We herkennen de recht-voor-zijn-raap stijl: bruut en schokkend als in Reis naar het einde van de nacht, maar dan bruter en schokkender. Dat past uitstekend bij het thema oorlog, waar uiteindelijk deze roman van doortrokken is.

De gruwelijkste details komen voorbij, we voelen lijfelijk met de patiënt mee als zijn hoofd één harde fluittoon is, als hij zijn niet meer goed werkende been met zich mee sleept, als hij zwetend wakker schrikt uit een loopgraaf die een bed blijkt te zijn, als hij uitgeblust in een leunstoel hangt. En het werkt: wij lezers worden ook het slagveld op gejaagd, moeten duiken voor laagvliegende bommen, staan tot onze knieën in een met ijskoud water gevulde loopgraaf.

Geestelijk onherstelbaar beschadigd
Zo brengt Céline de zichtbare kant van de oorlog tot leven. Voor de onzichtbare kant gebruikt hij het gedrag van de langzaam opknappende soldaat.

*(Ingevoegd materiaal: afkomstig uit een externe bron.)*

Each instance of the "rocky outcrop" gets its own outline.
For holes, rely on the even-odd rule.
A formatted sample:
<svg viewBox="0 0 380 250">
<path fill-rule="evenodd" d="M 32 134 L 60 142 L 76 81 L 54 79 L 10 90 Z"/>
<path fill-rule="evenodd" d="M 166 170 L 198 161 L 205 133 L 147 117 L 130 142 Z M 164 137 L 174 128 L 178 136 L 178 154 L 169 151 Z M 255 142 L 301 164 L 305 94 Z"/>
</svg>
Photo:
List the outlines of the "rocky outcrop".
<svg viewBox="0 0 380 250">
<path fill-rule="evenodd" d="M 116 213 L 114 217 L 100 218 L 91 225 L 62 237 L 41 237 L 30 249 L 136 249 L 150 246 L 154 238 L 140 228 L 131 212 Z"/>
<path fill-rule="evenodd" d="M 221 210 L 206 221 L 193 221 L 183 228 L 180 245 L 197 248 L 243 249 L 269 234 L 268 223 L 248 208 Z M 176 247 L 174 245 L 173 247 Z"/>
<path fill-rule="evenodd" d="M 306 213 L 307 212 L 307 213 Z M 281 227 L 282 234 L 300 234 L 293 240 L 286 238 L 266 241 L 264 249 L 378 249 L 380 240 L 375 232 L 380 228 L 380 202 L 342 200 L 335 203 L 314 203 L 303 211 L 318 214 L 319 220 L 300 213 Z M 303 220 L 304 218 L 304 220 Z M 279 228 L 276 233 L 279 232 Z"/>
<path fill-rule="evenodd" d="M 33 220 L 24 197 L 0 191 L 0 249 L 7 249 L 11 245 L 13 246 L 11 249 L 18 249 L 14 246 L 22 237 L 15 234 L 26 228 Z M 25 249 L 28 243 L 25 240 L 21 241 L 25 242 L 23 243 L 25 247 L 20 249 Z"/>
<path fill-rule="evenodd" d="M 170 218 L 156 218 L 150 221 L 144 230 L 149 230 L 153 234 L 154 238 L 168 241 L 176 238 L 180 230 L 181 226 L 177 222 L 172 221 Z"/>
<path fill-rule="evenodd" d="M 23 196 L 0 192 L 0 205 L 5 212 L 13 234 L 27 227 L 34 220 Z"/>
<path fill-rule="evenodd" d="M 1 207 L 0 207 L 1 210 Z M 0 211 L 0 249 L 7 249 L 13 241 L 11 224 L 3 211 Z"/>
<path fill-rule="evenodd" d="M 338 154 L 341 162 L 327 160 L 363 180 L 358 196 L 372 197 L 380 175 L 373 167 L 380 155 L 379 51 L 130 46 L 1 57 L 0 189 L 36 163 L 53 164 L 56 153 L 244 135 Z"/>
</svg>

Fysiek herstelt die min of meer, maar geestelijk is hij onherstelbaar beschadigd. Een bijeffect van die oorlogstrauma’s is, dat het ook de verpleegsters aantast: ze doen onuitsprekelijke/seksuele dingen met de weerloze patiënten. En dan zijn we pas op eenderde van de roman.

Die andere tweederde laat ik graag aan u, liefhebber. Zie het als een onstuimige, onverwachte bonus van een verloren gewaande oom.

Voor het eerst gepubliceerd op Bazarow

Leesadvies voor jongeren

Een helse oorlog (Eerste Wereldoorlog) vanuit de binnenkant van je schedel beleven? Dat gaat vanzelf bij dit boek.